Biography written by Brett Martin
Although best remembered as the father of Thomas Jefferson, Peter Jefferson was a distinguished man in his own right: a county justice, a burgess, a Virginia gentry elite, and a celebrated surveyor. He was famous for his contributions to the Fry-Jefferson Map of Virginia, the most important map of Virginia drawn in the eighteenth century. His intellect, social status, and surveying exploits would leave an indelible mark on his son Thomas and, thus, American history.
Peter Jefferson was born February 29, 1708, the fourth of six children to Thomas Jefferson (1677-1731) and Mary Field Jefferson (1679-1715). Peter’s mother died when he was only eight, a loss which likely contributed to what his son Thomas Jefferson later described as Peter’s “quite neglected” education. Still, possessing what Thomas called a “strong mind, sound judgement and eager after information,” Peter educated himself and improved his understanding of the world through books to the point where he could perform as well as, or better than, other members of the Virginia gentry. Jefferson took a particularly strong interest in mathematics.
At age twenty-four, Jefferson’s father died, and he became the beneficiary of properties on Manakin Creek and Fine Creek, where he built a house, dubbed “Fine Creek Manor.” Jefferson expanded his landholdings, acquiring a thousand acres by 1735. On October 3, 1739, Jefferson married Jane Randolph (1721-1776), with whom he had ten children, and the couple moved to the Piedmont region of Virginia to build an estate they called Shadwell. Jefferson was busy in these years, becoming a justice of the peace, a judge of the court of chancery, and a lieutenant colonel of the Albemarle militia, all while overseeing the business at Shadwell.
As the overseer of the Shadwell estate and the owner of thousands of acres of land, Jefferson practiced the skills of surveying regularly, and his renown in the field grew. Among his earliest known projects, Jefferson worked on a map of the Rappahannock River in 1737 with the surveyor Robert Brooke, and nine years later he mapped the Northern Neck of Virginia with Brooke’s son. Surveying offered Jefferson and the men of his era a profitable, well-respected career with powerful connections.

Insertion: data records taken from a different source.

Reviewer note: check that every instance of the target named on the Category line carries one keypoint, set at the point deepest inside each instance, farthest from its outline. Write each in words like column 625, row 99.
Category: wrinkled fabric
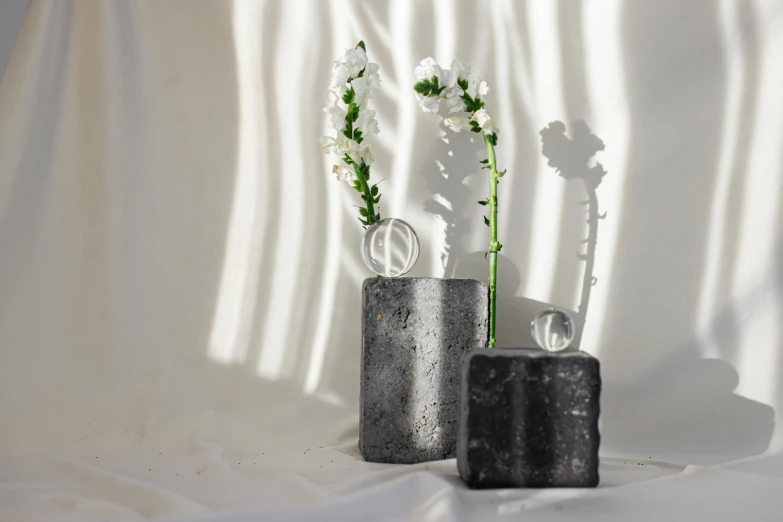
column 180, row 272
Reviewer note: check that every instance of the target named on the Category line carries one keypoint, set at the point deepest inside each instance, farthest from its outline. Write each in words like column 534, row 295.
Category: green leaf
column 423, row 87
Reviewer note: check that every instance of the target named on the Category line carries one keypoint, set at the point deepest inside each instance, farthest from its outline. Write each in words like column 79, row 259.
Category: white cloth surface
column 179, row 271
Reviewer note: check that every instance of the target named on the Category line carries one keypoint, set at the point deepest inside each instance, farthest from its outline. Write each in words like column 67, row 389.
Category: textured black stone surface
column 414, row 333
column 528, row 418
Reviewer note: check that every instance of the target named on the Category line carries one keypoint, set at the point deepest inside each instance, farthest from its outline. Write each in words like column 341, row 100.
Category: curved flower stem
column 367, row 196
column 494, row 246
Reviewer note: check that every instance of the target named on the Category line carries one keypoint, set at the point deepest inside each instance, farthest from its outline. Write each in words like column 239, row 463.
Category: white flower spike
column 350, row 92
column 463, row 91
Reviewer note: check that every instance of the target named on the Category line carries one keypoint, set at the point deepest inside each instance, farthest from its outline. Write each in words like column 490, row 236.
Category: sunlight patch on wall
column 757, row 298
column 289, row 72
column 548, row 201
column 333, row 225
column 736, row 82
column 229, row 338
column 402, row 20
column 608, row 100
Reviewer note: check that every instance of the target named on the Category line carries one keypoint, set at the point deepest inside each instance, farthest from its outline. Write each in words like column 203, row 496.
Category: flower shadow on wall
column 571, row 158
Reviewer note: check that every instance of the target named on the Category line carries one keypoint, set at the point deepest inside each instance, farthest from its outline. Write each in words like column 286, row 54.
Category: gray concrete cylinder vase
column 414, row 333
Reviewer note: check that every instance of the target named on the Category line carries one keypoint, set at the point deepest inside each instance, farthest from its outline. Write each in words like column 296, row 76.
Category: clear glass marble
column 553, row 330
column 390, row 247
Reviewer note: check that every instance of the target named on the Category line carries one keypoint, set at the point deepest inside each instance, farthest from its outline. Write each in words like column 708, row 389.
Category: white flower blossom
column 367, row 122
column 371, row 73
column 482, row 90
column 361, row 87
column 339, row 83
column 458, row 123
column 429, row 103
column 336, row 117
column 348, row 67
column 344, row 173
column 454, row 100
column 453, row 84
column 367, row 155
column 485, row 122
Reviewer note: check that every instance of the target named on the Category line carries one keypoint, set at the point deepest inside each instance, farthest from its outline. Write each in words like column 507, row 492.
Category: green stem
column 368, row 197
column 493, row 235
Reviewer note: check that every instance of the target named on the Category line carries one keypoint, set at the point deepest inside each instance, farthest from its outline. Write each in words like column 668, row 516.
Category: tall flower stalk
column 462, row 91
column 351, row 119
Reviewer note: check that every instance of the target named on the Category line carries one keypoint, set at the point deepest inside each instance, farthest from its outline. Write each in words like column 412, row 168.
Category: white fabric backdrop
column 179, row 272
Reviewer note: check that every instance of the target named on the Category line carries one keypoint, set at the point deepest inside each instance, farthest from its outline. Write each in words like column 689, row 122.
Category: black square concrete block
column 414, row 333
column 528, row 418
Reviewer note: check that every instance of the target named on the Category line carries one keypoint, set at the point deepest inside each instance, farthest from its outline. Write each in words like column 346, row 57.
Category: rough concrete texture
column 528, row 418
column 414, row 333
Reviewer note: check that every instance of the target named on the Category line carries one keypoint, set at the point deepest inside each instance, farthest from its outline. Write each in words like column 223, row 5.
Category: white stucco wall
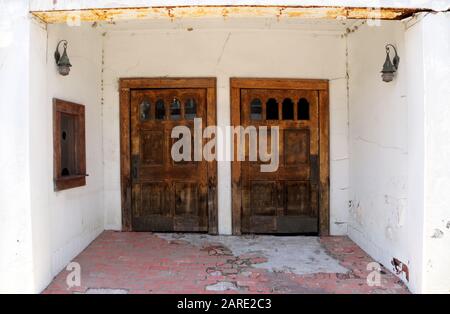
column 379, row 219
column 223, row 50
column 65, row 222
column 399, row 148
column 435, row 30
column 16, row 262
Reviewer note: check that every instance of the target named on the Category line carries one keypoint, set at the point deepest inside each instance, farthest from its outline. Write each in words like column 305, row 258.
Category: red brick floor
column 146, row 263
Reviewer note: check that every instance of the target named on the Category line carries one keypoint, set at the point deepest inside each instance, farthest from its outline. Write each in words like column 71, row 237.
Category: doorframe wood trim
column 126, row 85
column 322, row 86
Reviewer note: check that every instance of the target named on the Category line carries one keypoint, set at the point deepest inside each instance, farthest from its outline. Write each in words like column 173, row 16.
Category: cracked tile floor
column 132, row 262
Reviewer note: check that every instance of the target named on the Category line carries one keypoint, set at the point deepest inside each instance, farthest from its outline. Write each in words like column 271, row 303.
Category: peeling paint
column 437, row 234
column 307, row 12
column 400, row 267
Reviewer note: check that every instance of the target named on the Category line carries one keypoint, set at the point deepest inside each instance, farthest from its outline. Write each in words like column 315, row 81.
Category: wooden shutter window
column 69, row 149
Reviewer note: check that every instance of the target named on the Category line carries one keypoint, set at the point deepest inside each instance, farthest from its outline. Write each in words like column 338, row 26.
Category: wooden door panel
column 263, row 197
column 167, row 195
column 296, row 147
column 152, row 148
column 284, row 201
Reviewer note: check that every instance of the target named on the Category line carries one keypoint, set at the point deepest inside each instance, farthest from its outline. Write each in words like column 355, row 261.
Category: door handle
column 135, row 166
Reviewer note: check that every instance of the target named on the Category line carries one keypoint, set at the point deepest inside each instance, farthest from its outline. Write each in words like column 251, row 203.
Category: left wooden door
column 166, row 195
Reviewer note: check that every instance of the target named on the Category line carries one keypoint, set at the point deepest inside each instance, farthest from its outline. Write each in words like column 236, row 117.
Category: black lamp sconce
column 62, row 61
column 390, row 67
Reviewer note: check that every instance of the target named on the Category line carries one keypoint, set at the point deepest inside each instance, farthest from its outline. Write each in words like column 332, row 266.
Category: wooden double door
column 169, row 195
column 293, row 199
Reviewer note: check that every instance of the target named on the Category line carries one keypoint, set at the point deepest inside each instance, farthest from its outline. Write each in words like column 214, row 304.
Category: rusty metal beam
column 308, row 12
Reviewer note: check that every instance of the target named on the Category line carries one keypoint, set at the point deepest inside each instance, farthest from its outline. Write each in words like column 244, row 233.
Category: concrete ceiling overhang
column 198, row 11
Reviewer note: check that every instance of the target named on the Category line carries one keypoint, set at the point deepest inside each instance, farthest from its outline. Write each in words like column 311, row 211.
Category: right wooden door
column 286, row 200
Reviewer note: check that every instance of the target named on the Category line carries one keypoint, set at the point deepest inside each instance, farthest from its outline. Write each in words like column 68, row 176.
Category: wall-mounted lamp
column 389, row 68
column 62, row 62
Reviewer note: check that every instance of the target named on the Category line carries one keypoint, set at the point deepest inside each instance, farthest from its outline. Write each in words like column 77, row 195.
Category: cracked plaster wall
column 378, row 138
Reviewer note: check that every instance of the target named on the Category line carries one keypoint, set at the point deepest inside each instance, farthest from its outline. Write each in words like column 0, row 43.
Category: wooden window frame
column 126, row 85
column 79, row 179
column 322, row 86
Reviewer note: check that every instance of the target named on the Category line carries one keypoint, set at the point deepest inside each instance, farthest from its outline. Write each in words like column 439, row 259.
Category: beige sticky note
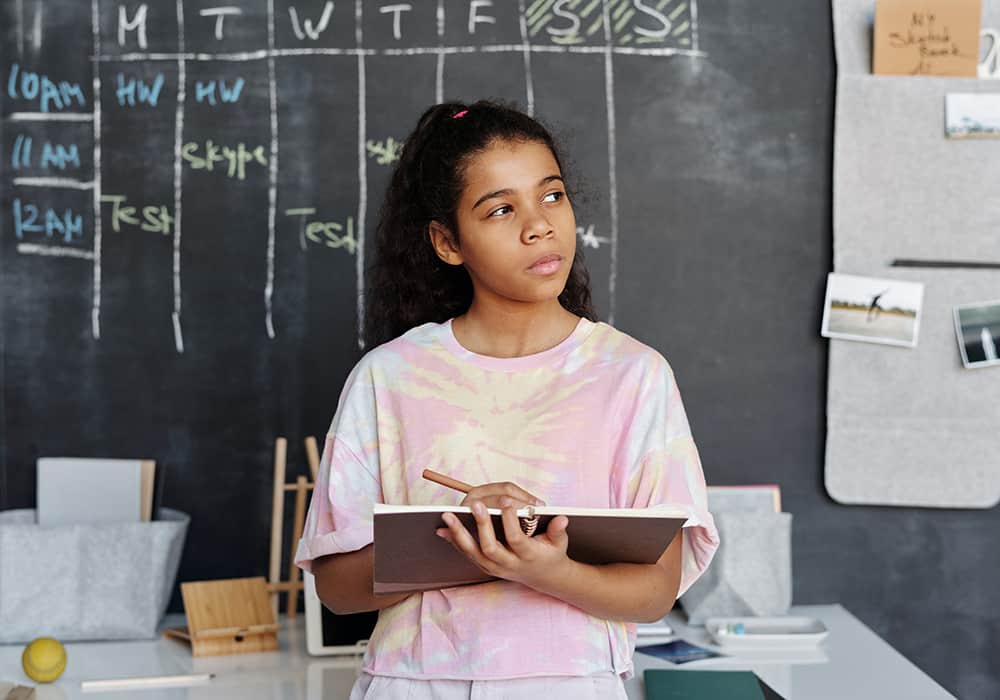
column 927, row 37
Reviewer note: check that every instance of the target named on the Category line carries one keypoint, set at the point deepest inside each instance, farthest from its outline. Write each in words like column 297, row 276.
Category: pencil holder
column 94, row 581
column 751, row 573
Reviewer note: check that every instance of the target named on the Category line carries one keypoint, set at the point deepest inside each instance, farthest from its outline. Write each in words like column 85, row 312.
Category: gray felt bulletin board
column 911, row 426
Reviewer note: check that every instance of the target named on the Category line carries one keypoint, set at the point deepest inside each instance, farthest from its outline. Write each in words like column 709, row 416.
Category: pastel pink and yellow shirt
column 596, row 421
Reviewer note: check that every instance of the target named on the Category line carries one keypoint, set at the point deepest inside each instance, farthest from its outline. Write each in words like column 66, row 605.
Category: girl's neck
column 505, row 332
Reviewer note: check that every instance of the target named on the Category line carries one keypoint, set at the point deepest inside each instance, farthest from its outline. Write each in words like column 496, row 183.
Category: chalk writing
column 30, row 218
column 138, row 22
column 156, row 218
column 330, row 234
column 384, row 152
column 588, row 239
column 307, row 28
column 53, row 155
column 631, row 21
column 220, row 14
column 236, row 159
column 130, row 91
column 206, row 91
column 25, row 85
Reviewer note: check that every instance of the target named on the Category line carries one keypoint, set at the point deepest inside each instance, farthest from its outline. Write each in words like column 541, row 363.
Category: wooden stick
column 312, row 454
column 298, row 523
column 438, row 478
column 277, row 516
column 181, row 681
column 284, row 587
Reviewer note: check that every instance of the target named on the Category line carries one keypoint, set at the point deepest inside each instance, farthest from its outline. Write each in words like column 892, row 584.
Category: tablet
column 328, row 634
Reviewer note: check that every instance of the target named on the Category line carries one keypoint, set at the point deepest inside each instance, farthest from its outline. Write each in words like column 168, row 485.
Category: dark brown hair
column 408, row 284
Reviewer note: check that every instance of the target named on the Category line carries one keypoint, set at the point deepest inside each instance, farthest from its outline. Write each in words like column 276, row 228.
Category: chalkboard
column 188, row 190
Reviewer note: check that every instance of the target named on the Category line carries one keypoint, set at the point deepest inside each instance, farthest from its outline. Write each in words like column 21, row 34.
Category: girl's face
column 517, row 232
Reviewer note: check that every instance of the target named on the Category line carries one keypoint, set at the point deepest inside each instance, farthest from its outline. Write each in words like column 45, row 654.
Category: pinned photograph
column 977, row 327
column 872, row 310
column 972, row 115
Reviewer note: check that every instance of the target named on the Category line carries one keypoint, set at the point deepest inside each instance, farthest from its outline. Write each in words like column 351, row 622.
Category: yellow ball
column 44, row 659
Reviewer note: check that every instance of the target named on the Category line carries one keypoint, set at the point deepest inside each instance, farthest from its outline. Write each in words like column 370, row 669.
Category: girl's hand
column 533, row 561
column 493, row 493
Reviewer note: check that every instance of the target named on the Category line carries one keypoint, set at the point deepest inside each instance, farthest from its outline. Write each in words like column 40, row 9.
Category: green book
column 669, row 684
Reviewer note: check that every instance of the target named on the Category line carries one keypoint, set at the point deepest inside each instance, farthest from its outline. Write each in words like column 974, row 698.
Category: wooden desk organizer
column 230, row 616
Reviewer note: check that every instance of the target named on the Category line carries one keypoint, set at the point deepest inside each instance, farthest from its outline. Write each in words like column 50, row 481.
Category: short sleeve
column 347, row 484
column 660, row 467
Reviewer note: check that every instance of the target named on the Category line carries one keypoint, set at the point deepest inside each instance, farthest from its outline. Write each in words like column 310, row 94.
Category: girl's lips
column 547, row 265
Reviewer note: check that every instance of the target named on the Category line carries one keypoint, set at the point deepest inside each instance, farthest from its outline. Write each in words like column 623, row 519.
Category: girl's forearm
column 344, row 583
column 624, row 592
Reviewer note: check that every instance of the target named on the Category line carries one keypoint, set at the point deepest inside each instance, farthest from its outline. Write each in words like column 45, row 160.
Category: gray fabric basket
column 80, row 582
column 751, row 573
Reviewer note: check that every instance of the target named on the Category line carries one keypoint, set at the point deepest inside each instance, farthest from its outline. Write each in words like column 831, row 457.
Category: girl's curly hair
column 408, row 284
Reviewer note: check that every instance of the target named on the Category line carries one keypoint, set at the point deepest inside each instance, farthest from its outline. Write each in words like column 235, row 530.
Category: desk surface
column 851, row 662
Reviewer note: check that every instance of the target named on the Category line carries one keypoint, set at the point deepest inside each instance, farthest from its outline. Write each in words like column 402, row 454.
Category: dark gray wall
column 723, row 183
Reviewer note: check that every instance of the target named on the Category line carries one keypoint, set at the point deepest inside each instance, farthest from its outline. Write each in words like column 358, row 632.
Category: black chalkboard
column 198, row 295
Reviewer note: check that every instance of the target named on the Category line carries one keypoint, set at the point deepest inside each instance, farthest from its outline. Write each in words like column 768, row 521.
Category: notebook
column 670, row 684
column 410, row 557
column 74, row 490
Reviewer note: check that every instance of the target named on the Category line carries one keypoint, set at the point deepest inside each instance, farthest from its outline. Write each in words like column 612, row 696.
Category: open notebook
column 410, row 557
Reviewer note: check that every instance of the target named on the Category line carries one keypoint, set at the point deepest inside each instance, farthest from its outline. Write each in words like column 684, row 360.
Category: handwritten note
column 927, row 37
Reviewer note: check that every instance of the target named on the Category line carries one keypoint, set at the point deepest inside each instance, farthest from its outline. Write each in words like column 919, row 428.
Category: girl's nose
column 538, row 227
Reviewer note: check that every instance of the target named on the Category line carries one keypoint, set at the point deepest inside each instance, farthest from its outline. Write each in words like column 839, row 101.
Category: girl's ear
column 444, row 244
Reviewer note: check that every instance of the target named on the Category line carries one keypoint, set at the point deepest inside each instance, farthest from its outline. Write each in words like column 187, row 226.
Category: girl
column 489, row 366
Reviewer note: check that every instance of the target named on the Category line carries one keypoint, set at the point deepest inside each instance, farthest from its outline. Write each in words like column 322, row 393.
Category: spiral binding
column 529, row 524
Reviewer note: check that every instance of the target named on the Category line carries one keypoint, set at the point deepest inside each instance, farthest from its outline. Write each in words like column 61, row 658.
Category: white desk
column 853, row 662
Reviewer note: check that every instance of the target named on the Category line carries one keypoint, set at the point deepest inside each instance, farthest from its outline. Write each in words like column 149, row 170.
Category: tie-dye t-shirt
column 595, row 421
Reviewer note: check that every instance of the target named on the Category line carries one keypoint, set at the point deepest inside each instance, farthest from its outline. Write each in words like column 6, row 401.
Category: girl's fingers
column 493, row 492
column 488, row 544
column 463, row 541
column 516, row 539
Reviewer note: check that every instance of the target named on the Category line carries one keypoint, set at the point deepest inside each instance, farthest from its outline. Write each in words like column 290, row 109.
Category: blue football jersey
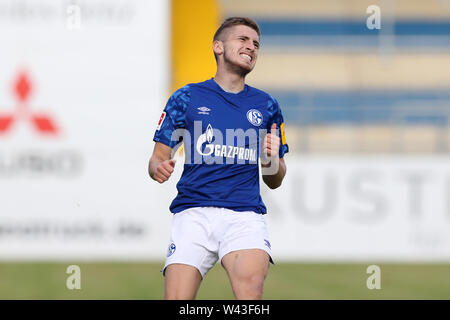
column 223, row 134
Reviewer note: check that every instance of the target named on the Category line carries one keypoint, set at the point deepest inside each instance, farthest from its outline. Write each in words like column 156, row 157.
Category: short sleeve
column 275, row 116
column 173, row 117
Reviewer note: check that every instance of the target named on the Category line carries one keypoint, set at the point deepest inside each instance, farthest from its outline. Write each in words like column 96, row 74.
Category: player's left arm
column 273, row 167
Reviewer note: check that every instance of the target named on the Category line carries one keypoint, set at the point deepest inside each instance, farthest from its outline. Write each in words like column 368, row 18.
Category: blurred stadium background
column 82, row 85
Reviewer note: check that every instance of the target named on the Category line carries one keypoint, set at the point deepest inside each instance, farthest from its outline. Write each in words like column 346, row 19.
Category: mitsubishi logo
column 41, row 122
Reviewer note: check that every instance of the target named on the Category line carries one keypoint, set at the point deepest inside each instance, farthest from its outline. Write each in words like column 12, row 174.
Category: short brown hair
column 236, row 21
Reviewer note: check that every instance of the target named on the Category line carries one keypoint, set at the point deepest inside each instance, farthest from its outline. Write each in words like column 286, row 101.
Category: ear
column 218, row 47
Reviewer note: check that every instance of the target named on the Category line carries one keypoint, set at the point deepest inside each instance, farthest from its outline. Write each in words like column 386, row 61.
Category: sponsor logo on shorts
column 171, row 250
column 161, row 119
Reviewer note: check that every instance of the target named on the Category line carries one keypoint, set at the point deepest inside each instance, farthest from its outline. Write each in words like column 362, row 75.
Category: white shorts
column 203, row 235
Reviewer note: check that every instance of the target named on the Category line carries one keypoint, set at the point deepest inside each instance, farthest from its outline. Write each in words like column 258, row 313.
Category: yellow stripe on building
column 347, row 71
column 336, row 8
column 193, row 26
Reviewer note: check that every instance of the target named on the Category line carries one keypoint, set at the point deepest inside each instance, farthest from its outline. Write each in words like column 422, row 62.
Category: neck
column 230, row 82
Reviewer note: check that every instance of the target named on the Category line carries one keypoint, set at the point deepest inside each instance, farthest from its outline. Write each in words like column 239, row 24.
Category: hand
column 164, row 170
column 271, row 145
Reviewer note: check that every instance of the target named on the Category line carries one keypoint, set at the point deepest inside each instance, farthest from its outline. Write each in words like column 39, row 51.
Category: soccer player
column 226, row 127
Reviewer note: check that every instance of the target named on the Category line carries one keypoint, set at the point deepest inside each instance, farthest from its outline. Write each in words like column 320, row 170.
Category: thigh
column 181, row 282
column 247, row 270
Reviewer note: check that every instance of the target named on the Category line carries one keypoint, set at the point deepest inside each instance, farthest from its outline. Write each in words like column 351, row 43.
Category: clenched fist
column 164, row 170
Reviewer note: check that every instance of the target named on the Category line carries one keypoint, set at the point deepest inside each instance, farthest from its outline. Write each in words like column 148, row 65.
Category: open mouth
column 246, row 56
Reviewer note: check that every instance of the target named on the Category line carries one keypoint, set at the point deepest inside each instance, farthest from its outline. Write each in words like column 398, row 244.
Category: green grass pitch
column 285, row 281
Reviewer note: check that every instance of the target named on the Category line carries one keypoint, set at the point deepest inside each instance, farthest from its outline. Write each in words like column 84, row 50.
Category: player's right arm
column 161, row 166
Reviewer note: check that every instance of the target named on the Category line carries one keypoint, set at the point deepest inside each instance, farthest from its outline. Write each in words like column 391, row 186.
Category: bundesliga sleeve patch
column 283, row 137
column 161, row 120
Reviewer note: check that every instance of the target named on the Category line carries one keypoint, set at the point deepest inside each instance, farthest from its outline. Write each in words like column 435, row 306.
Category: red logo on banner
column 41, row 122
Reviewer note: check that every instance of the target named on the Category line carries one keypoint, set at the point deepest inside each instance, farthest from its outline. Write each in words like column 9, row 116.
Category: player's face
column 241, row 48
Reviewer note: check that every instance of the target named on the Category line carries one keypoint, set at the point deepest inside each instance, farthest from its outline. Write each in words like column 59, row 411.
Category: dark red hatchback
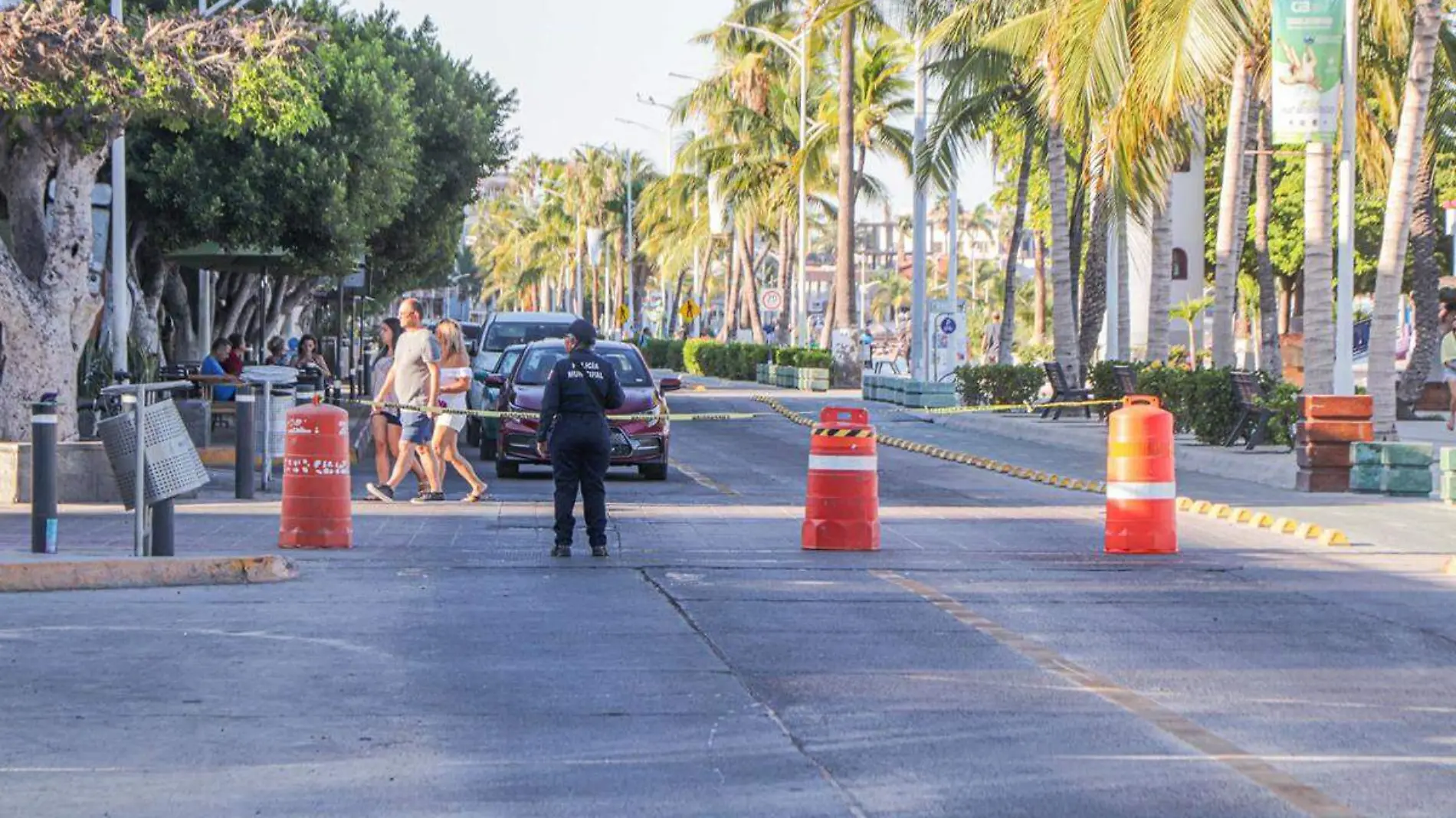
column 641, row 443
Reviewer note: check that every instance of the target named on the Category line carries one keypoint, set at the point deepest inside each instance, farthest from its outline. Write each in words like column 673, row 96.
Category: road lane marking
column 1213, row 747
column 702, row 479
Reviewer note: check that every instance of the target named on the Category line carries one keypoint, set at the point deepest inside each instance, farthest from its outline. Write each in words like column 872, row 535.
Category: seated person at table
column 213, row 370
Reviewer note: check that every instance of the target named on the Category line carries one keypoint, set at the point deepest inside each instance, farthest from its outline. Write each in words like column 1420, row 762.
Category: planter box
column 84, row 473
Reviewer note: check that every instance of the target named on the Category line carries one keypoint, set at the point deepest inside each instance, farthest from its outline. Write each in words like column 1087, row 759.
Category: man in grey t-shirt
column 415, row 381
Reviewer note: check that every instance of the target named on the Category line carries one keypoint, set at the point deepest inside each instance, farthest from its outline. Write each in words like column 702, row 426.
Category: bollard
column 163, row 527
column 316, row 504
column 1142, row 496
column 244, row 449
column 44, row 517
column 842, row 506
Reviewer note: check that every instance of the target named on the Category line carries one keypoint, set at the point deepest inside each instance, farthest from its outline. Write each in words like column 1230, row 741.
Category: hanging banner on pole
column 1308, row 61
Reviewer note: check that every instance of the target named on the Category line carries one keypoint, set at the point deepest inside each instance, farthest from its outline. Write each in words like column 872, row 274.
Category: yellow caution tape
column 533, row 415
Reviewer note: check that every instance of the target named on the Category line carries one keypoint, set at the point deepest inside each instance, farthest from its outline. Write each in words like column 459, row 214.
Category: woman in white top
column 454, row 383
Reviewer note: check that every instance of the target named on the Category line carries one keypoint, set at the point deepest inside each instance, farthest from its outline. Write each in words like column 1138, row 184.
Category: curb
column 145, row 572
column 1237, row 515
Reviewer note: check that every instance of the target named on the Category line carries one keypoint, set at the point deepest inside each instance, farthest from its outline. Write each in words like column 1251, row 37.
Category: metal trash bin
column 172, row 469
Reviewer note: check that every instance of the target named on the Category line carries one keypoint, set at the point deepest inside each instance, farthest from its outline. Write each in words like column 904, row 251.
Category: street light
column 799, row 50
column 116, row 294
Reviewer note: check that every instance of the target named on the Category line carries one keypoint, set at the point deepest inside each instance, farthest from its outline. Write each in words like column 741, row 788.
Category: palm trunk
column 1391, row 267
column 1426, row 283
column 1094, row 281
column 1320, row 306
column 1234, row 192
column 1038, row 303
column 1063, row 319
column 1270, row 302
column 844, row 245
column 1159, row 278
column 1018, row 221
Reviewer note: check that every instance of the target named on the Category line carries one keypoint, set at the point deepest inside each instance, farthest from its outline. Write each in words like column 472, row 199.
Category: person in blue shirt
column 213, row 368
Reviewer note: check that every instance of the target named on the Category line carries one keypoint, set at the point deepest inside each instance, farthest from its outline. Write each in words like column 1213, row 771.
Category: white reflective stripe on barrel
column 844, row 463
column 1142, row 491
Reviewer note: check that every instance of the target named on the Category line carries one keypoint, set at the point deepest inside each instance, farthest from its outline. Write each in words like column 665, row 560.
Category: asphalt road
column 988, row 661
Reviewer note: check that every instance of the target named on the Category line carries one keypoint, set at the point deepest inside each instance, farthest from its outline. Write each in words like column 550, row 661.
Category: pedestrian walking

Jefferson’s most famous association was with Joshua Fry, the Albemarle County surveyor, with whom he is forever linked because of their groundbreaking work together. Jefferson and Fry worked together on various projects, including an expedition in 1746 to draw the Fairfax line between the claims of Virginia and Lord Fairfax’s grant for the land between the Rappahannock and Potomac Rivers. The Fry-Jefferson duo continued in 1749 by mapping the Virginia-North Carolina dividing line. This expedition became legendary in the Jefferson family through stories of Jefferson’s heroism and perseverance in the face of wild beasts and lack of food supplies. According to family legend, the expedition crew ate raw meat and slept in trees at night to survive.
By 1750, as tensions increased between Britain and France over territorial claims in the Ohio Country, the English Board of Trade ordered a more accurate map of Virginia. Lewis Burwell, the acting governor of Virginia, commissioned Jefferson and Fry to complete the map. The pair relied on their own surveys and manuscripts, as well as existing maps by Captain John Smith from 1612 and Augustine Herman from 1673. They finished their work in less than a year. Jefferson and Fry delivered the map to Governor Burwell in 1751 and forwarded it to London, where it was engraved. The final copy was published in the summer of 1753 under the title A Map of the Inhabited Part of Virginia Containing the Province of Maryland, with Part of Pennsylvania, New Jersey and North Carolina. The map underwent subtle changes in the succeeding years, becoming A Map of the Most Inhabited Part of Virginia Containing the Whole Province of Maryland, known colloquially as the Fry-Jefferson Map of Virginia. As the most complete map of Virginia at the time, it was critical for the British Empire in its territorial competition with the French in North America. The map accurately recorded for the first time the Blue Ridge Mountains, the Virginia Valley, the two forks of Shenandoah River, and the entire colony’s road system. It also proved a valuable resource to later cartographers—including John Mitchell, who used it to help create the map of eastern North America used to determine the boundaries of the new United States for the Treaty of Paris in 1783.
After completing his work on the Fry-Jefferson Map, Jefferson served in positions across all levels of Virginia gentry politics: as Goochland County surveyor, again as justice of the peace in Albemarle, as county surveyor, as a member in the House of Burgesses, and in Fry’s position as county lieutenant following his death in 1754.
Jefferson also continued his duties at Shadwell, now a successful tobacco plantation maintained by over sixty enslaved workers. During the summer of 1757, Jefferson fell ill, and he died on August 17. He passed with his name attached to the most significant map of Britain’s largest North American colony and left his wife, six daughters, and two sons the largest estate in the colony. His son Thomas eventually built Monticello atop acreage once owned by his father.